Bridging MARL to SARL: An Order-Independent Multi-Agent Transformer via Latent Consensus
Summary: arXiv:2604.13472v1 Announce Type: cross
Cooperative multi-agent reinforcement learning (MARL) has become a pivotal area in the realm of artificial intelligence, particularly for tackling complex problems characterized by large joint observation and action spaces. By decomposing centralized control challenges into multiple interacting agents, MARL offers a promising avenue for enhanced decision-making. However, this decomposition often brings forth a host of challenges, including non-stationarity, unstable training processes, weak coordination, and limited theoretical guarantees.
In response to these challenges, researchers have introduced the Consensus Multi-Agent Transformer (CMAT), a centralized framework that effectively bridges cooperative MARL with hierarchical single-agent reinforcement learning (SARL) methodologies. CMAT innovatively treats all agents as a unified entity, employing a Transformer encoder to adeptly process the extensive joint observation space encountered in multi-agent scenarios.
Key Features of CMAT
- Hierarchical Decision-Making: CMAT incorporates a hierarchical decision-making mechanism, wherein a Transformer decoder autoregressively generates a high-level consensus vector. This unique approach simulates the natural process by which agents reach agreement on their strategies within a latent space.
- Order-Independent Joint Decision Making: By conditioning all agents on this consensus, CMAT allows for simultaneous action generation, thereby enabling order-independent joint decision-making. This is a significant advancement over conventional Multi-Agent Transformers (MAT), which are often sensitive to the action-generation order.
- Optimization with Single-Agent PPO: The factorization of the joint policy allows for optimization using single-agent Proximal Policy Optimization (PPO), while still maintaining expressive coordination through the latent consensus mechanism.
Experimental Evaluation
To validate the effectiveness of CMAT, comprehensive experiments were conducted using benchmark tasks from various platforms, including StarCraft II, Multi-Agent MuJoCo, and Google Research Football. The results from these experiments indicate that CMAT consistently outperforms recent centralized solutions, sequential MARL methods, and traditional MARL baselines.

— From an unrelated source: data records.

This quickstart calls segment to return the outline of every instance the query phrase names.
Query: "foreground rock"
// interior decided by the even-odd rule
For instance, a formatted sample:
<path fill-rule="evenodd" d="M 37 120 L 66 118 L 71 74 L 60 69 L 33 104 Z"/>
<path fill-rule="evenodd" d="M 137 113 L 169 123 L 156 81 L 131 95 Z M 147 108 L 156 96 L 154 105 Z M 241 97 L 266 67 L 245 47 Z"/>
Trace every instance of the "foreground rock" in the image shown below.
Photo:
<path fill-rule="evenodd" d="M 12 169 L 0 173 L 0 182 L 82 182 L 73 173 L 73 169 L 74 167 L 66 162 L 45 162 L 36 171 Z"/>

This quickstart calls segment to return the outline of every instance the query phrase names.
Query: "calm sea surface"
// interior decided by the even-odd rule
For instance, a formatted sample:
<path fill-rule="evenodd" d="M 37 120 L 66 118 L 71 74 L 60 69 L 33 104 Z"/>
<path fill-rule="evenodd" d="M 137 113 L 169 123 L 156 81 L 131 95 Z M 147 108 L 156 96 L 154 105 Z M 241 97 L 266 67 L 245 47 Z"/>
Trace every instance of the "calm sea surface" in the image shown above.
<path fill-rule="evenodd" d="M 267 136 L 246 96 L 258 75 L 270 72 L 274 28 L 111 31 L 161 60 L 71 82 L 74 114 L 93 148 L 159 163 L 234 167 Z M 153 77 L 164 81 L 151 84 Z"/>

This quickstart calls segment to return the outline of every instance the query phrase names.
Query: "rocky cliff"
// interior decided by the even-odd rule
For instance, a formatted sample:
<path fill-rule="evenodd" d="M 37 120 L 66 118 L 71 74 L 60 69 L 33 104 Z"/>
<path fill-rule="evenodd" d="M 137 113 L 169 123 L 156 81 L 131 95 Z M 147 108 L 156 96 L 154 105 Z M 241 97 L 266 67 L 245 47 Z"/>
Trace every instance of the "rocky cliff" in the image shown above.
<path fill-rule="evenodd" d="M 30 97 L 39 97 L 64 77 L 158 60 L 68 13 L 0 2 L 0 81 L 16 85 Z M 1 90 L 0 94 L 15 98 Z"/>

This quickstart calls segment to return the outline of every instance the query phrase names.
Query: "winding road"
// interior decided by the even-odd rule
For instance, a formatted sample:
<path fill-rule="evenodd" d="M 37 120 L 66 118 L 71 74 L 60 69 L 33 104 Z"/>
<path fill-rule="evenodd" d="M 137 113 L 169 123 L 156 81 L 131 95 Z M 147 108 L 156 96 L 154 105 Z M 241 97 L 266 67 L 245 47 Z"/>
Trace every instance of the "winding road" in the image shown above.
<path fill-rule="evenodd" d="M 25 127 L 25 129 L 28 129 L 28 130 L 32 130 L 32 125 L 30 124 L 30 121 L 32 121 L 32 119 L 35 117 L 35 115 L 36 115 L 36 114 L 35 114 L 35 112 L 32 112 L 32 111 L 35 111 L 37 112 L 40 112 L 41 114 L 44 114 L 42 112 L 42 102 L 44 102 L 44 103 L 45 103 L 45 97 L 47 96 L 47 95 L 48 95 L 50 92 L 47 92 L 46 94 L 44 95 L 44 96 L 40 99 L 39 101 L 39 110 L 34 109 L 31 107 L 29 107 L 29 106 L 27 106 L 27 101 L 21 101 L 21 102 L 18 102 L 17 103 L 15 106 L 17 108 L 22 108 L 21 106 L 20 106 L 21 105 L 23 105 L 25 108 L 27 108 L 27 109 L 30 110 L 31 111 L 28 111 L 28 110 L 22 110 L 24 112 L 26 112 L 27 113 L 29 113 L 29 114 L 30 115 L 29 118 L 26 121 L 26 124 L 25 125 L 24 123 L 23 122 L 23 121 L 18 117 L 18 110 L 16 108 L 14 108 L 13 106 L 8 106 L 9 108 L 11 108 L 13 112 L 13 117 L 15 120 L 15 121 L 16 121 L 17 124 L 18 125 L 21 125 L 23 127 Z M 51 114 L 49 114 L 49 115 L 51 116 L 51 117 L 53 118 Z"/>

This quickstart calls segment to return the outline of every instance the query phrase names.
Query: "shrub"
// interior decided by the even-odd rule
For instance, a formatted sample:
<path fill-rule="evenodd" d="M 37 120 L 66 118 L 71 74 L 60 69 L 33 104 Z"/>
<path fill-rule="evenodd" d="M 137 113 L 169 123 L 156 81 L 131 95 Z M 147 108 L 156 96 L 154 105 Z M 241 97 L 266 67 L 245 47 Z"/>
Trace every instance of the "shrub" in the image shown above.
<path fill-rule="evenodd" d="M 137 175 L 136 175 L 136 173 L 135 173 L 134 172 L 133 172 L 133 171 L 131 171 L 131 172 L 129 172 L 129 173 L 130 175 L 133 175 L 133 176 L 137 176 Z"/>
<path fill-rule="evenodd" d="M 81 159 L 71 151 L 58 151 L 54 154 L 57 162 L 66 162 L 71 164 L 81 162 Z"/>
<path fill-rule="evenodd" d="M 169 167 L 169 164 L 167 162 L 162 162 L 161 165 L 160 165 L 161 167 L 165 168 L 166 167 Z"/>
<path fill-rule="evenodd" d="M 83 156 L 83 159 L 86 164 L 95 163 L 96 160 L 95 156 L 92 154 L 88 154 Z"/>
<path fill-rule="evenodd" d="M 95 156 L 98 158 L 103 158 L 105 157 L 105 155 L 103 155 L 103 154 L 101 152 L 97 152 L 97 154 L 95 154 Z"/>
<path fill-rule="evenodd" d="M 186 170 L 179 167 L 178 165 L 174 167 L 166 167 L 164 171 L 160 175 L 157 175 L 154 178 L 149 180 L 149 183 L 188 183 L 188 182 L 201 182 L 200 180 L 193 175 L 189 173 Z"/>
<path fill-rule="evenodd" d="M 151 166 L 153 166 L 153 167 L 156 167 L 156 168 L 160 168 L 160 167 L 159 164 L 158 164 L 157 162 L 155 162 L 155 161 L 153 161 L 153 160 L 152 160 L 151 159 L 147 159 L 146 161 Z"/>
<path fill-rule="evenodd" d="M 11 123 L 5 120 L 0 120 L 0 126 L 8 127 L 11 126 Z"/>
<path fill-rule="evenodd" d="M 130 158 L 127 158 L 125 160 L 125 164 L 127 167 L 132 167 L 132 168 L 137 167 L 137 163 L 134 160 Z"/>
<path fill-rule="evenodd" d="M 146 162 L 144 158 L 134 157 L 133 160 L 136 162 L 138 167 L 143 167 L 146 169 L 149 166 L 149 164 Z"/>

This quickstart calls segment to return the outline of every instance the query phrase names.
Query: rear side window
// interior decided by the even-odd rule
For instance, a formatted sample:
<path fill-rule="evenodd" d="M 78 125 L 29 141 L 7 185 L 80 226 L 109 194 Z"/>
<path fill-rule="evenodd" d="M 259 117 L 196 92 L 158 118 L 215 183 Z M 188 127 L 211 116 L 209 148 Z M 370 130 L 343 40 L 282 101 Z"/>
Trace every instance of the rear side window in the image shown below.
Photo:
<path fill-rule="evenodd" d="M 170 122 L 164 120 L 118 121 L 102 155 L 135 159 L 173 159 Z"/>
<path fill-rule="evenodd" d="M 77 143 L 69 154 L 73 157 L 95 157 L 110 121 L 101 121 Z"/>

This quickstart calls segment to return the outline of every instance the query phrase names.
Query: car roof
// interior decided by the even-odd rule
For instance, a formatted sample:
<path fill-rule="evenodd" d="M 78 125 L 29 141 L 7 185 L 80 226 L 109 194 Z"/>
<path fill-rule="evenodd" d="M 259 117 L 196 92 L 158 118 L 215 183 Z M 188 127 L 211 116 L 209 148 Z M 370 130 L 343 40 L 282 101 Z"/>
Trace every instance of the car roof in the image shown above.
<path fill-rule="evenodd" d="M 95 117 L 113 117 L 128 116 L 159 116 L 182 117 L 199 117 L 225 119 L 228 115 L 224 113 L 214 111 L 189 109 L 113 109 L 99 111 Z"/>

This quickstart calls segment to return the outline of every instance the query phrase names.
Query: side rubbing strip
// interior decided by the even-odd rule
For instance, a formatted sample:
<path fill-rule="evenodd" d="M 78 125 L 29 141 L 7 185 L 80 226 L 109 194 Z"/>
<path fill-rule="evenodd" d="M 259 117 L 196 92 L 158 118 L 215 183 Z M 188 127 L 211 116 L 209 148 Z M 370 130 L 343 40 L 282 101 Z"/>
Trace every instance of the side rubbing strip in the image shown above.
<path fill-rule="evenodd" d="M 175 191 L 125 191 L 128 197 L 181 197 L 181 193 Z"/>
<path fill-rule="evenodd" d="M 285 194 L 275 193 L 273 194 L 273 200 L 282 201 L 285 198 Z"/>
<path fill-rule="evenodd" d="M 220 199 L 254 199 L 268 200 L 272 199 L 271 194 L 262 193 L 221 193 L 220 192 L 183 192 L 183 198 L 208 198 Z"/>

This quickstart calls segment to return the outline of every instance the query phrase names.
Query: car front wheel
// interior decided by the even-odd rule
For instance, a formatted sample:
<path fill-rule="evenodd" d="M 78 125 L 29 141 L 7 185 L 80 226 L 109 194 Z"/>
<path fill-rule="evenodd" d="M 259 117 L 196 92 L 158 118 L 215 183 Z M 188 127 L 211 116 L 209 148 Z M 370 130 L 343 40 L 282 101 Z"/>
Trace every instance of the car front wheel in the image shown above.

The superior performance of CMAT highlights its potential as a transformative approach in the field of multi-agent systems. By addressing the key challenges associated with cooperative MARL, this framework not only enhances the efficiency of decision-making processes but also lays the groundwork for future research in hierarchical reinforcement learning.
The code for this innovative framework is publicly available on GitHub, enabling further exploration and development by the research community: https://github.com/RS2002/CMAT.
Conclusion
As the demands for more sophisticated AI systems continue to grow, the development of frameworks like CMAT is crucial. By effectively bridging MARL to SARL, CMAT stands at the forefront of advancing multi-agent coordination and decision-making, offering promising solutions to complex challenges in artificial intelligence.